Le prévenu n'a pas été en mesure de donner des explications crédibles sur les échanges précités ou sur la nature de la dette contractée par E______ à son égard, étant relevé que rien, à teneur du dossier, ne permet de corroborer ses déclarations selon lesquelles le précité serait débiteur d'une dette envers l'un de ses amis pour une location dont il ne se serait pas acquitté du prix. Du reste, W______ a également précisé que E______ devait de l'argent à l'appelant en lien avec les stupéfiants.

Au vu de ce qui précède, les déclarations de E______ au sujet d'un trafic de stupéfiants mis en œuvre avec le concours de l'appelant apparaissent crédibles, ce d'autant plus qu'il s'est spontanément présenté à la police pour se dénoncer et qu'il a été condamné pour ces faits, ce qui vient renforcer sa crédibilité.

L'appelant a ainsi effectivement participé à un trafic de stupéfiants, en fournissant du haschich à E______, lequel était chargé de le détailler et de le vendre pour son compte sur le territoire suisse, et plus précisément dans le canton du Valais.

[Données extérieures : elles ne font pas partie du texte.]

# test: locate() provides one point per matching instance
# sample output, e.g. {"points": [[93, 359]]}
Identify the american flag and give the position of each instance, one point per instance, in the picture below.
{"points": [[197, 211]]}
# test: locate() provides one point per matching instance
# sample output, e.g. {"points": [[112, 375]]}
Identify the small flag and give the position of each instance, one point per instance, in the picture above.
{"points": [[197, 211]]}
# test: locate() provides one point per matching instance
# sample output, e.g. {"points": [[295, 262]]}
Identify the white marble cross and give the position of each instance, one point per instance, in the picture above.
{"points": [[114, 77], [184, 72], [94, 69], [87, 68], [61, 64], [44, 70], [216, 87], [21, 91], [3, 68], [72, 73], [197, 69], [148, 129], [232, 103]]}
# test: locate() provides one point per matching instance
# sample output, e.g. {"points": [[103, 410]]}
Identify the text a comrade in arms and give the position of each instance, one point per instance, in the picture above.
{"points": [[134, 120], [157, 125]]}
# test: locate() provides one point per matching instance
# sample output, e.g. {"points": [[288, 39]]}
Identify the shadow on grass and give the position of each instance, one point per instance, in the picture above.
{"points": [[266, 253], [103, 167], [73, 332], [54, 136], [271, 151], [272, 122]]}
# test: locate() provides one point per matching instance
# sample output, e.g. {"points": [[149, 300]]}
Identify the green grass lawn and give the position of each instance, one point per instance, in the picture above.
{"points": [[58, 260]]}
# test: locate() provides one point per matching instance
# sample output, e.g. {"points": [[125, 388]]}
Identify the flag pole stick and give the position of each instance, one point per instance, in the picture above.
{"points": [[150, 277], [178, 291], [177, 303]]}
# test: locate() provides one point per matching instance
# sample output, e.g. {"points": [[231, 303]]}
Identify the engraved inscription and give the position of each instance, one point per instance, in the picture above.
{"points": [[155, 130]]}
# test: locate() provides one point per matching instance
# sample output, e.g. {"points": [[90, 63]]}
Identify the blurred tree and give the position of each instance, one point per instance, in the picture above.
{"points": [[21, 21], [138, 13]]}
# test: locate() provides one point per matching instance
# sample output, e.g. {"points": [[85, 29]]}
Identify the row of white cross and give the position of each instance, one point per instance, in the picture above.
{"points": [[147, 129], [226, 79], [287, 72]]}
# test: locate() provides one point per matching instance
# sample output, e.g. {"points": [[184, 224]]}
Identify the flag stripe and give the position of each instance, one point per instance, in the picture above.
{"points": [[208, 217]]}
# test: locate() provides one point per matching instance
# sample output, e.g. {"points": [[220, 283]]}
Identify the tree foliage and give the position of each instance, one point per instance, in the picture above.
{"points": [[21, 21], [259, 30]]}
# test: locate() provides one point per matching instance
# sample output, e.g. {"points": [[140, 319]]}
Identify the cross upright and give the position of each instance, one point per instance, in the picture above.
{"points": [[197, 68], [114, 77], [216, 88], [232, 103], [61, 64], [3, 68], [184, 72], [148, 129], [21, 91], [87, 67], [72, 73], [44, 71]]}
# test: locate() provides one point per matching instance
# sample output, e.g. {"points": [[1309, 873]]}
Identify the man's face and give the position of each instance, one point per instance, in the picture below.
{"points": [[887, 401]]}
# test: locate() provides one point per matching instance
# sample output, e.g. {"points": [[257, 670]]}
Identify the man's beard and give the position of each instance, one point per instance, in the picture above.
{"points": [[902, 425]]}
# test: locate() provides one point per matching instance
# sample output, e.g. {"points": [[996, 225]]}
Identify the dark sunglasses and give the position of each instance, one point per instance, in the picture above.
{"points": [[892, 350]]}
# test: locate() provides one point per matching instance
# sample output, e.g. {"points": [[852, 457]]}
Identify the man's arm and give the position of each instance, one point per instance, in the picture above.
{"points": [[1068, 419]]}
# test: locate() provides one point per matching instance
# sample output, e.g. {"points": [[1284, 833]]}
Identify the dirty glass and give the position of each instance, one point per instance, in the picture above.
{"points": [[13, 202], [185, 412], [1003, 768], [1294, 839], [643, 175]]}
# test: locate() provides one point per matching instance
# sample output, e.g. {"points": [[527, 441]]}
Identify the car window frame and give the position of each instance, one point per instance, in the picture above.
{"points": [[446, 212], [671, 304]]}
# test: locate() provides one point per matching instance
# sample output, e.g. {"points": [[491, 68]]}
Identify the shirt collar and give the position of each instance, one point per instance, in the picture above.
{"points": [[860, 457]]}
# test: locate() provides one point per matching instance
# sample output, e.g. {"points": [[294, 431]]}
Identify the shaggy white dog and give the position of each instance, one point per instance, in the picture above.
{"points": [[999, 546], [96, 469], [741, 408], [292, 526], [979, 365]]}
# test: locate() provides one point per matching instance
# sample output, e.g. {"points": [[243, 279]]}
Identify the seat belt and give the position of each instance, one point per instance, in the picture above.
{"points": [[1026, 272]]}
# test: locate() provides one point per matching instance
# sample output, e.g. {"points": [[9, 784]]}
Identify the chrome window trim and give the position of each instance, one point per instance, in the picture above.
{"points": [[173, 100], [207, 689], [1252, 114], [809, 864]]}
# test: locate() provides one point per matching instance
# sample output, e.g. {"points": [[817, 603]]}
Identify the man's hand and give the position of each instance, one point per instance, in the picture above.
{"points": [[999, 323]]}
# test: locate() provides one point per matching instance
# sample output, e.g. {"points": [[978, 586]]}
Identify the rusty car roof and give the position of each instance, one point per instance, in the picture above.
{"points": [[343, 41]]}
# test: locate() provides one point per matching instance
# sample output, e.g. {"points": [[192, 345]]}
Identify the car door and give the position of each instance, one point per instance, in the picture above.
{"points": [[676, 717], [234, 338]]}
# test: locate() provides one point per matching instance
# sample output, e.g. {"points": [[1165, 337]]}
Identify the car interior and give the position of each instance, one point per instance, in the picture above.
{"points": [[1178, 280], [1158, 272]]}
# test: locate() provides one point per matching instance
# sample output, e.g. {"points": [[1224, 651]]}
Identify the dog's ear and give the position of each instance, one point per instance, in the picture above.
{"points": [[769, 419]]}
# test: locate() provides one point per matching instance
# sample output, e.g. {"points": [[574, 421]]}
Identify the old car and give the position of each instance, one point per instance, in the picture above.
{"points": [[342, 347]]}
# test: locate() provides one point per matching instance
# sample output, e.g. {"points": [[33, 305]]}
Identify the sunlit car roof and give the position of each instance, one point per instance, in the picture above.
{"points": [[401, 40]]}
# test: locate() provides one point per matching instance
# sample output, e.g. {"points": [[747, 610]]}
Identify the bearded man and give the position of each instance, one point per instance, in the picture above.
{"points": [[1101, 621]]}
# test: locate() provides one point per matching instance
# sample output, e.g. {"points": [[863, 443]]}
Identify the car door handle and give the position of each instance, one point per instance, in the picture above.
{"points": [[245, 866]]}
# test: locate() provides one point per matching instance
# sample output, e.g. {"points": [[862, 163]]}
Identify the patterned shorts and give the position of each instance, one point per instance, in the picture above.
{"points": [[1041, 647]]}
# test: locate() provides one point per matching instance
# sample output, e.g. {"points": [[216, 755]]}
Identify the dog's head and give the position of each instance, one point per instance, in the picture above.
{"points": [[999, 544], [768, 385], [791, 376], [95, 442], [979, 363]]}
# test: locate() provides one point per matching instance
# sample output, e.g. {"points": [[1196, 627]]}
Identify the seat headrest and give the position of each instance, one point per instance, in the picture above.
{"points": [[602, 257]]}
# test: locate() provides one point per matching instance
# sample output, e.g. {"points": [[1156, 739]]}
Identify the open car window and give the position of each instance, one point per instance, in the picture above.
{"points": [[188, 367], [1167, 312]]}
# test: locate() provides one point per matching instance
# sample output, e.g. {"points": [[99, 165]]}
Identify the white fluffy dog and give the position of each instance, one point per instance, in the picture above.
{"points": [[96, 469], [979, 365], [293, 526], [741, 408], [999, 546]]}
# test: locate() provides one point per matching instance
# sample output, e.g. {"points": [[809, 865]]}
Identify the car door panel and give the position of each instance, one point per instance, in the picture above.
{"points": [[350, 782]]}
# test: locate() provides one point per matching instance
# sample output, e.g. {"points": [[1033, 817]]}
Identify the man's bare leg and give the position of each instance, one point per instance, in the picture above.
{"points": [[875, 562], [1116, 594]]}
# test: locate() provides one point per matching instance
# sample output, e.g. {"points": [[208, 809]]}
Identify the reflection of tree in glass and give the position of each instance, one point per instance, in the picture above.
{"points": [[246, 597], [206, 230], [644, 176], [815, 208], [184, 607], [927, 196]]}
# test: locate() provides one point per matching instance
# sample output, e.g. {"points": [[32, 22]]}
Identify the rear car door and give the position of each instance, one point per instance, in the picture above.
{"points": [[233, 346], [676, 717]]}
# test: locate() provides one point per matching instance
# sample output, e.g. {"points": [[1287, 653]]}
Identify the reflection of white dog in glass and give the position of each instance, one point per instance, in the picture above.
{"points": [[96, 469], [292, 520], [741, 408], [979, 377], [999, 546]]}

Contrairement à ce que soutient l'appelant, les autorités suisses sont compétentes (art. 8 al. 1 CP) pour poursuivre et juger le trafic de stupéfiants, dans la mesure où les parties étaient convenues, à tout le moins, que le résultat de l'infraction se produise en Suisse, plus précisément dans le canton du Valais. En outre, l'appelant a remis, voire fait remettre par un tiers, les produits stupéfiants à E______ sur le territoire genevois afin que ce dernier les vende en Valais.

C'est dès lors à raison que le premier juge a retenu que l'appelant avait participé à un trafic de stupéfiants au sens de l'art. 19 al. 1 let. c LStup. L'appel est rejeté sur ce point et le jugement sera confirmé.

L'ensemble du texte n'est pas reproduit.